We used PCR as an alternative detection method to determine if the HPV_SD2 contig generated by 454 sequencing could be found in the sample pool as a double stranded DNA. Three PCR amplifications (Figure 5A) using primer-pairs 671F-892R, 6838F-7076R and 6838F-6972R were designed to yield amplicons of 222, 135 and 239 base pairs, respectively. Because the Taq DNA polymerase was capable to amplify the templates beyond the primer sites, the primer sets were also expected to generate larger amplicons containing one or more full genome of HPV_SD2 (7,299 bp) plus a fragment of the size corresponding to the small amplicon product of the same primer pair (222, 135 and 239 bp). As depicted in Figure 5B. the PCR reactions with each primer pair generated the predicted amplicons of the projected sizes. The presence of these bands indicates that the HPV_SD2 is indeed a double stranded circular genome.

Figure 5. Confirmatory PCRs to verify HPV_SD2 is a circular double-stranded genome.

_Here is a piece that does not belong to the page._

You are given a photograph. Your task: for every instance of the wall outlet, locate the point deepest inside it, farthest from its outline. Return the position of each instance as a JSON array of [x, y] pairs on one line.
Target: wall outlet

A. Graphical representation of the binding sites of primers 671F-892R on the putative circular structure of HPV_SD2, and the predicted PCR product sizes (I: 222 bp, II: 7,591 bp, III: 14,890 bp). The predicted short band (I) indicates the amplification of the proximal region between primers 671F and 892R. The large band (II) indicates that Taq DNA polymerase would amplify the region between the primers 671F and 892R by making the full circle of the HPV genome. The large band (III) indicates the Taq DNA polymerase would make 2 full circle around the HPV genome. PCRs were also performed using primer sets 6838F-6972R, 6838F-7076R. B. Agarose gel (0.5%) showing the amplified HPV_SD2. Primer sets used are shown: primer sets 6838F-6972R, 6838F-7076R. For each PCR, the same sample pool was tested at different concentrations [1∶1 (lanes 1, 4, 7), 1∶10 (lanes 2, 5, 8) and 1∶50 (lanes (3, 6, 9)] using 1 µl per reaction. L: DNA ladder. Amplicons can be seen at the expected sizes.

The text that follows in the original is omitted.